Die Schiffsbegleiter.
Wirklich interessante Erscheinungen sind die verschiedenen Tierarten, welche dem Schiffe unterwegs begegnen oder dasselbe ein Stück begleiten. Zunächst sind es die Möven, jene schöne Art von Seevögeln, welche in großer Anzahl das Schiff umkreisen. Wenn sich letzteres dem Strande oder dem Hafen nähert, sieht man viele hunderte von diesen Vögeln, die auf den Augenblick warten, wo alle Überbleibsel der Speisen, wie Brot, Fleisch u. dergl., über Bord geworfen werden. Es ist ein sehr anziehendes Schauspiel, wenn diese Seevögel, nachdem sie eine Zeitlang durch die Luft geschwebt sind, mit einem Male zum Wasser hinabschießen, um kleine Fische zu fangen. Einige tauchen unter, andere bleiben so recht vergnügt auf der Oberfläche der Wellen. Wenn man von Bord aus dieses lustige, harmlose Treiben zwischen dem blauen Himmel und dem grünen Meere betrachtet, so könnte man diese zierlichen Tiere beinahe beneiden und meinen, man möchte wohl auch solch ein Vogel sein, um so recht vergnügt und froher Dinge in der freien Luft zu schweben und sich ohne Sorgen in Gesellschaft der Kameraden zu tummeln.

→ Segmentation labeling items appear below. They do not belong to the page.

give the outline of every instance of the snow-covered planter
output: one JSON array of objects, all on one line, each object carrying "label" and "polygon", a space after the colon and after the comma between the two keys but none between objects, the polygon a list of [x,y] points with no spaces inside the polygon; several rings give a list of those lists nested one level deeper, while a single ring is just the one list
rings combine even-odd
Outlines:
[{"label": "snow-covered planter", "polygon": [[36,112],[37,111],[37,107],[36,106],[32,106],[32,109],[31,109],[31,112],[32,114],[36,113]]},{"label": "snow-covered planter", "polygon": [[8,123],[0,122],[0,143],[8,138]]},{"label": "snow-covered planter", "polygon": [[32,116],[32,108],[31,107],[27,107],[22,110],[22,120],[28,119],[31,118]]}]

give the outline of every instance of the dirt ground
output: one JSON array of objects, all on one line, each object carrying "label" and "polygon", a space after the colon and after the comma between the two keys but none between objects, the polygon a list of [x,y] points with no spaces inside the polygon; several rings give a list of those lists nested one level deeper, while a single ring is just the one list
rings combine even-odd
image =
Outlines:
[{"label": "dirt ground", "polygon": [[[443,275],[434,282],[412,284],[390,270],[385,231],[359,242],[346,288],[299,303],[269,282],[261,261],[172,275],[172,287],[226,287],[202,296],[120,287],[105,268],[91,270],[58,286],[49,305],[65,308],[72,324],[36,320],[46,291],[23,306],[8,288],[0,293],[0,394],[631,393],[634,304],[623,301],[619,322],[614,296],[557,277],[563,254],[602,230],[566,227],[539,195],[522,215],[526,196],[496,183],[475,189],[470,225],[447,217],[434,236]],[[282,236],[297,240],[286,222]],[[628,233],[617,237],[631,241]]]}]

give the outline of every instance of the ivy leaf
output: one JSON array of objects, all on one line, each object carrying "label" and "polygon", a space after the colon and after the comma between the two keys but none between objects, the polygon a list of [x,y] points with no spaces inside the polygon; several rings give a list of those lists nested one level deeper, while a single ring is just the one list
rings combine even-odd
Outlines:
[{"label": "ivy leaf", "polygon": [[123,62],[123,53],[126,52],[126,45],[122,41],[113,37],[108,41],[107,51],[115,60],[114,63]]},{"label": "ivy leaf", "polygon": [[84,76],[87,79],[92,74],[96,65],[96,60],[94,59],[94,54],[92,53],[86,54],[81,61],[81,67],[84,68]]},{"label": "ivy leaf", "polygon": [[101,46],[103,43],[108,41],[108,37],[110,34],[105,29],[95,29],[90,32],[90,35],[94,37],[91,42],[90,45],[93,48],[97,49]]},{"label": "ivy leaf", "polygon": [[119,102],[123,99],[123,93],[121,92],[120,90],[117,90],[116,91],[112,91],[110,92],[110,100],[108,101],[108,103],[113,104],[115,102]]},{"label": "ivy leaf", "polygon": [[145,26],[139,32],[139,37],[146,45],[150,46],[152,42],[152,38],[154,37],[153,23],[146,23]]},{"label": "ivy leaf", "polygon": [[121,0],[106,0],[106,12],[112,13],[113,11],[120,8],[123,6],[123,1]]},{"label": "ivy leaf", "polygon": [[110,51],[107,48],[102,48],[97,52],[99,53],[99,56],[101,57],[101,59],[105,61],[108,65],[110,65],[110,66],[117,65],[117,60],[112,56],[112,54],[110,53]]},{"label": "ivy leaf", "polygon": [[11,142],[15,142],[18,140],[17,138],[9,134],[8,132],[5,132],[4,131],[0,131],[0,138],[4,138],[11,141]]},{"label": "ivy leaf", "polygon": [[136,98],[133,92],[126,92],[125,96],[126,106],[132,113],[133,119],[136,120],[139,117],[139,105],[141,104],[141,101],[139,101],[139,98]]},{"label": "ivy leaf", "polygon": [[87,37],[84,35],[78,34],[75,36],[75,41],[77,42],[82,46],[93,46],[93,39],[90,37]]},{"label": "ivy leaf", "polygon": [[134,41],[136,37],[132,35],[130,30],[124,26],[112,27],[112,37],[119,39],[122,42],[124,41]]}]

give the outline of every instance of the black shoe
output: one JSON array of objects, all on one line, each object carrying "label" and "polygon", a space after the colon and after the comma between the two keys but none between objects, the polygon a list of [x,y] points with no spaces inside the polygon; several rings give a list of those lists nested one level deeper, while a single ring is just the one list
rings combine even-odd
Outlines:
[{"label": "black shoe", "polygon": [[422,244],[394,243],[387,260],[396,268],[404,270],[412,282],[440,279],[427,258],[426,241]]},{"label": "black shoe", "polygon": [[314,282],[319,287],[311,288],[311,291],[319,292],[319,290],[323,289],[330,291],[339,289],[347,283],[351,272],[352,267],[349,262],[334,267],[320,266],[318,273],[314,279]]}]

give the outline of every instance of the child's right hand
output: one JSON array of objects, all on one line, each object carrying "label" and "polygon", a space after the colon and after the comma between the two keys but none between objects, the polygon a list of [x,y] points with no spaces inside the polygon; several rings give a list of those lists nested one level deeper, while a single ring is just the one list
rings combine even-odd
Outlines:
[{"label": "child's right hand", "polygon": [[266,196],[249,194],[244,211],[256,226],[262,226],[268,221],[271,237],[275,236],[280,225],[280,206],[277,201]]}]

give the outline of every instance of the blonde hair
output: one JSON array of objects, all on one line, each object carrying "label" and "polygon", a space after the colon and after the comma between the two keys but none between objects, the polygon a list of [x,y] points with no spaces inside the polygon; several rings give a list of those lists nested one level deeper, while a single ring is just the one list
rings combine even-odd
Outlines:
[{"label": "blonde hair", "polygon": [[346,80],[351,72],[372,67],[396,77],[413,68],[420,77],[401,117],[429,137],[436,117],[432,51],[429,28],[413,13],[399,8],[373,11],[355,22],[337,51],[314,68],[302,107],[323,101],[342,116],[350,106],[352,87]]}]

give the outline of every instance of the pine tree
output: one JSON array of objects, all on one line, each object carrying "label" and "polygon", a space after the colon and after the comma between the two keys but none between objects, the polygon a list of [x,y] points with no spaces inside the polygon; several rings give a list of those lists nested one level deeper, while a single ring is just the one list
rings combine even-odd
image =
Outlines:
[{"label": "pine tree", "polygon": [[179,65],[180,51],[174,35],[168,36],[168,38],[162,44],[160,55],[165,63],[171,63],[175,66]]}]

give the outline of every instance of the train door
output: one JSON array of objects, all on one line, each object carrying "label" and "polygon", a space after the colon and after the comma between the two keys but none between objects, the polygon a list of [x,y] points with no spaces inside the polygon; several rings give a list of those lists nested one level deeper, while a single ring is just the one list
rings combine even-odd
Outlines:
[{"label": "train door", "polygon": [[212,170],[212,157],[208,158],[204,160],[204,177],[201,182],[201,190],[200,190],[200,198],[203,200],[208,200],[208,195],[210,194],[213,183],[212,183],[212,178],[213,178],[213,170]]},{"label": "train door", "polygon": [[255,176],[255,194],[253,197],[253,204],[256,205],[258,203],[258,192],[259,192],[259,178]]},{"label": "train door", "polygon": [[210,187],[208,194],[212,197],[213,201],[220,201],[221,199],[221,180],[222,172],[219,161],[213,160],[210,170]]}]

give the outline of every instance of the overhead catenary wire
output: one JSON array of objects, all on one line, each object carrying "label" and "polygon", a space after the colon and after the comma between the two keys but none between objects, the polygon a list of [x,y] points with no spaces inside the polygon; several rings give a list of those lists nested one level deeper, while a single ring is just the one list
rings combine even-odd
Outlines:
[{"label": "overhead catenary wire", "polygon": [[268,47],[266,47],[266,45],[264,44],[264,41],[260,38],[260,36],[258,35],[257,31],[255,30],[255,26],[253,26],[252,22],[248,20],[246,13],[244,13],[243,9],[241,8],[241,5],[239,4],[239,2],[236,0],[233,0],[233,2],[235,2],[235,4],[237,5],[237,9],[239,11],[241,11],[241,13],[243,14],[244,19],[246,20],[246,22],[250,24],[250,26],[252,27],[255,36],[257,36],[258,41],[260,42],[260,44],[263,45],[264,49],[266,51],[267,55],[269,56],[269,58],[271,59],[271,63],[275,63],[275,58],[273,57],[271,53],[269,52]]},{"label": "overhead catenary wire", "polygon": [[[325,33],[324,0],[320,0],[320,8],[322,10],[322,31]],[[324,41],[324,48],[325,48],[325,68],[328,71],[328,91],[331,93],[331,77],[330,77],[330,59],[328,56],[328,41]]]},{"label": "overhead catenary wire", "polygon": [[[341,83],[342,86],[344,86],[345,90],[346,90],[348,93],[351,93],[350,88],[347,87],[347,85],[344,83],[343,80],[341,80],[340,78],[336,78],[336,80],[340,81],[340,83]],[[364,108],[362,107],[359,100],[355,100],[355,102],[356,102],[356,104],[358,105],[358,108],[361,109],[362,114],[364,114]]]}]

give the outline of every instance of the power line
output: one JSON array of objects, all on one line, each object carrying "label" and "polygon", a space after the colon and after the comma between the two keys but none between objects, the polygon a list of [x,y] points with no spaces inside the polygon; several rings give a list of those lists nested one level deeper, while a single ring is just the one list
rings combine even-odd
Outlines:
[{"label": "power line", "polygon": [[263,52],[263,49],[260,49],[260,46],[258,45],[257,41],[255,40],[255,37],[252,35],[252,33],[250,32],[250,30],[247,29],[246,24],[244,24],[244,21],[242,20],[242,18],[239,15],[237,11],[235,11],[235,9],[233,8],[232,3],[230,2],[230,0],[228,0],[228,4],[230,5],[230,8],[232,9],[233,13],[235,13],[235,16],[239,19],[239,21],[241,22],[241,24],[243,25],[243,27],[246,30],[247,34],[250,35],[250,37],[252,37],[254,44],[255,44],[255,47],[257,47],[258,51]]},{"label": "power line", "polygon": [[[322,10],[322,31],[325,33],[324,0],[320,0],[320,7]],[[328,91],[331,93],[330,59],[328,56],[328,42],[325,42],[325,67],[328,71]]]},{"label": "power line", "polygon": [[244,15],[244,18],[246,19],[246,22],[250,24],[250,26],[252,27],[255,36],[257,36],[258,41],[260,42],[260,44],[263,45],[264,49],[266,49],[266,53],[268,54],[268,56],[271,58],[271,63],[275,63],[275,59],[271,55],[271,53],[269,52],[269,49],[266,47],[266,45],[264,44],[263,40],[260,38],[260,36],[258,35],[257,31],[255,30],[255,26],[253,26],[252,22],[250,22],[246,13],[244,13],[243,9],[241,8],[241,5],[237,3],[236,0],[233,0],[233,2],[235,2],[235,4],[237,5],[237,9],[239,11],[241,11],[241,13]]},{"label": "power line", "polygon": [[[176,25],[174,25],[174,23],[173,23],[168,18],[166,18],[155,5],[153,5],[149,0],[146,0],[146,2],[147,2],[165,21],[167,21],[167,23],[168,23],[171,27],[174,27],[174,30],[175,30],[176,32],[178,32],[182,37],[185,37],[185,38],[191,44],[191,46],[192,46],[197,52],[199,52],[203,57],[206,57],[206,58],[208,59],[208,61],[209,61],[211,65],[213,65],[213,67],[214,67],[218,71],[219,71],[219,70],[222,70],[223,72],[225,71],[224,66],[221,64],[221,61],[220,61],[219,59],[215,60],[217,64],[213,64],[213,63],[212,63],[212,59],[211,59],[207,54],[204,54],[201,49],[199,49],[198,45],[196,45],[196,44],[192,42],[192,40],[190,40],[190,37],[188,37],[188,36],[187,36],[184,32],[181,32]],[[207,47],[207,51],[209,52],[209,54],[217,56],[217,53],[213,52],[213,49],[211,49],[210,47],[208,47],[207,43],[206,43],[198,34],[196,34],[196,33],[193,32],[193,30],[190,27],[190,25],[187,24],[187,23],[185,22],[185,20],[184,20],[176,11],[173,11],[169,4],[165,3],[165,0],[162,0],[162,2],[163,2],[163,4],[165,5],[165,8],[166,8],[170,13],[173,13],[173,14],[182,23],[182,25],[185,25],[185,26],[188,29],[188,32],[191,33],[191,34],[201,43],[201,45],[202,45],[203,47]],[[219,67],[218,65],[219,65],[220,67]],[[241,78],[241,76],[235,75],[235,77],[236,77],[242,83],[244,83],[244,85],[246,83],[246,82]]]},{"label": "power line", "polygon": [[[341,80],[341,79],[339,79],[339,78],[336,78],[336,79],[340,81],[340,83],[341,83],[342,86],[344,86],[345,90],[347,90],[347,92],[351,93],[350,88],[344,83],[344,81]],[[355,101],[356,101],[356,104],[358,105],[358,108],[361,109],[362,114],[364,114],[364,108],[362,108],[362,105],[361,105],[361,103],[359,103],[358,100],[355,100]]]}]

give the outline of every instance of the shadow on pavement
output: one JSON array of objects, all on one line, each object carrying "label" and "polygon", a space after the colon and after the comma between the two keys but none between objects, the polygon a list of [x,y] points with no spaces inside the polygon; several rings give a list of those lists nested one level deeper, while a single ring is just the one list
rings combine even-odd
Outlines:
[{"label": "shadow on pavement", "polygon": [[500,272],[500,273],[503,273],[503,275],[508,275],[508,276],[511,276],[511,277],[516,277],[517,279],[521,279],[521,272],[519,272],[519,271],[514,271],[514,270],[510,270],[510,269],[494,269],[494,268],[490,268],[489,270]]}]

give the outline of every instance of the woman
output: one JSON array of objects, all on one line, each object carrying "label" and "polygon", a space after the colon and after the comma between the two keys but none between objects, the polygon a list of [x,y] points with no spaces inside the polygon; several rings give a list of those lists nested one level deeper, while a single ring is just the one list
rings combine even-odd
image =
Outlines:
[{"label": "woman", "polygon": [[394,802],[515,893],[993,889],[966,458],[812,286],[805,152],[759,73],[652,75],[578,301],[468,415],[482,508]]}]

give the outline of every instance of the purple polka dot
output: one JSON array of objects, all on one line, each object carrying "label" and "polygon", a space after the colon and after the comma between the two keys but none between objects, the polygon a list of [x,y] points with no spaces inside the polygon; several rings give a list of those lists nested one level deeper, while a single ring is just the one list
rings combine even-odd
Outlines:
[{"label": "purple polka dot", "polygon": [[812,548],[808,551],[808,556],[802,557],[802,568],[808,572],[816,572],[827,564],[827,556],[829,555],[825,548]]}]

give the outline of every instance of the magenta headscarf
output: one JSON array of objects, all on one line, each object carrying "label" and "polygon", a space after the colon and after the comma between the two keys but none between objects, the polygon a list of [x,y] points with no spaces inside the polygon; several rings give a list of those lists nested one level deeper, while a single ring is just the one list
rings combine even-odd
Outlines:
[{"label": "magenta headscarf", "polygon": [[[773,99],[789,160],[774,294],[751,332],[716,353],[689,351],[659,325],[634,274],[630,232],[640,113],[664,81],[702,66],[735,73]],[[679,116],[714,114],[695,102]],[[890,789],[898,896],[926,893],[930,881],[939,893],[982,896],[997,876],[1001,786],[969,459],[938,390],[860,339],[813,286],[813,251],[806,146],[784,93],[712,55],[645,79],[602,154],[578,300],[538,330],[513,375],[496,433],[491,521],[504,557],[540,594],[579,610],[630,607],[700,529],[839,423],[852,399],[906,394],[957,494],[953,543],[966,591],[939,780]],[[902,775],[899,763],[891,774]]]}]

Aber auch diese Vögel haben ein Leben voller Gefahren. So sahen wir eines Abends einige Möven, welche unserem Schiffe folgten und vor Mattigkeit kaum noch zu fliegen vermochten. Diese hatten sich wahrscheinlich von ihrem heimatlichen Strande zu weit entfernt und konnten ihn nicht mehr erreichen. Sie waren so matt, daß sie sich, ohne vor uns zurückzuschrecken, am Schiffsgeländer niederließen und sich mit bloßen Händen fangen ließen. Am nächsten Morgen gaben wir unsere kleinen Gefangenen, nachdem wir sie tüchtig gefüttert hatten, wieder frei, in der Hoffnung, daß sie den Weg zum heimatlichen Strande zurückfinden würden.
Die eintönige Fahrt wird ferner durch die fliegenden Fische unterbrochen. Diese sind jedoch nicht überall anzutreffen; sie scheinen bestimmte Strecken im Meere zu verschiedenen Zeiten aufzusuchen. So sahen wir sie tagelang garnicht, an anderen Tagen dagegen konnten wir sie in bedeutender Zahl beobachten. Sie schnellen mittels ihrer großen langen Flossen über die Oberfläche des Wassers wie ein abgeschossener Pfeil dahin. Von weitem hat ihre Fortbewegung viel Ähnlichkeit mit dem Fluge einer Schwalbe.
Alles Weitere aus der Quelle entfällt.